A cop’s nephew is a priest who acts as a translator and is completely impotent as a voice of any moral or spiritual authority. He is the most human of all the supernatural characters and is easily bullied by the other characters. He is the most vulnerable to evil attacks. He practically falls into the jaws of a dog and gets bitten by a zombie (different rules so he doesn’t get infected). The blood of Jesus is doing nothing for him, or his uncle who sports a cross, but succumbs to the homicidal plague. He is awkward, thin and weak. The Catholic Church is completely ineffectual in the face of this crisis and completely delegates any solution to science (medicine). The final scenes imply that while the nephew finally understands what is going on, he will become another victim. There is an aboriginal theme in The Wailing that taking someone’s photograph captures his or her soul, which is what the Japanese man does to the priest. (Side note: can we just take a moment to digest the South Korean depiction of the Japanese tourist who is always taking photos and actually turns out to be the devil?)

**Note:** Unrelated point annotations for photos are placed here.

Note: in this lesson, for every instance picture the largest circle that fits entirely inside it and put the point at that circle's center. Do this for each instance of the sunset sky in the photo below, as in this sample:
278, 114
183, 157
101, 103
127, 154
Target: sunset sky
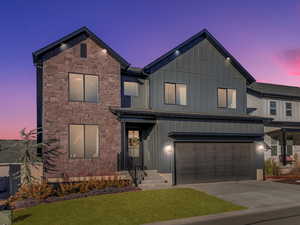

The shaman is an opportunistic exploiter whose entrance is accompanied by a bombastic, explosive score. He claims to fight evil, but the $10,000 check better clear, and he wears name brand tracksuits and a gold watch. He gives a big show in ceremonial garb using shamanistic rituals. Is he a scam artist using generalities that could be applicable to anyone or actually perceptive? His actions seem to have an actual effect on the Japanese man and the daughter, but later on, it is revealed that he is in league with him as he carries around a box of the Japanese man’s photos and takes photos of the latest victims. His description of the Japanese man as a fisherman, which is how the opening scene of The Wailing depicts him and in a scene when the cop is spending the day with his daughter, is probably the most accurate of any moniker given by other characters. The devil is a type of an anti-Christ, a fisher of men’s souls who likes to mock Jesus complete with the Luke 24: 37-39 reference and the holes in his hand.
The shaman is his elegant Renfield, who financially benefits from being in league with the devil. He vomits and gets uncontrollable nosebleeds when he encounters the unnamed woman then flees in terror. What extinguishes his candle, causes a crow to crash into his room and a plague of locusts to attack his car? Is it his boss telling him to man up and do his damn job because he is not dead after all? He tells the cop that the unnamed woman is the demon so he won’t trust her, which leads to the entire family’s death.
What is most confusing for me is the allegation that the sins of the father are visited upon his child even before they are committed? That is not a Christian concept. The Wailing rightfully condemns his lynching impulses, but it seems that there were plenty of sins before that: he was spectacularly derelict in his duty. His daughter got sick long before the lynching. I preferred the allusion to the randomness of fishing as if this could happen to any one instead of it being a punishment.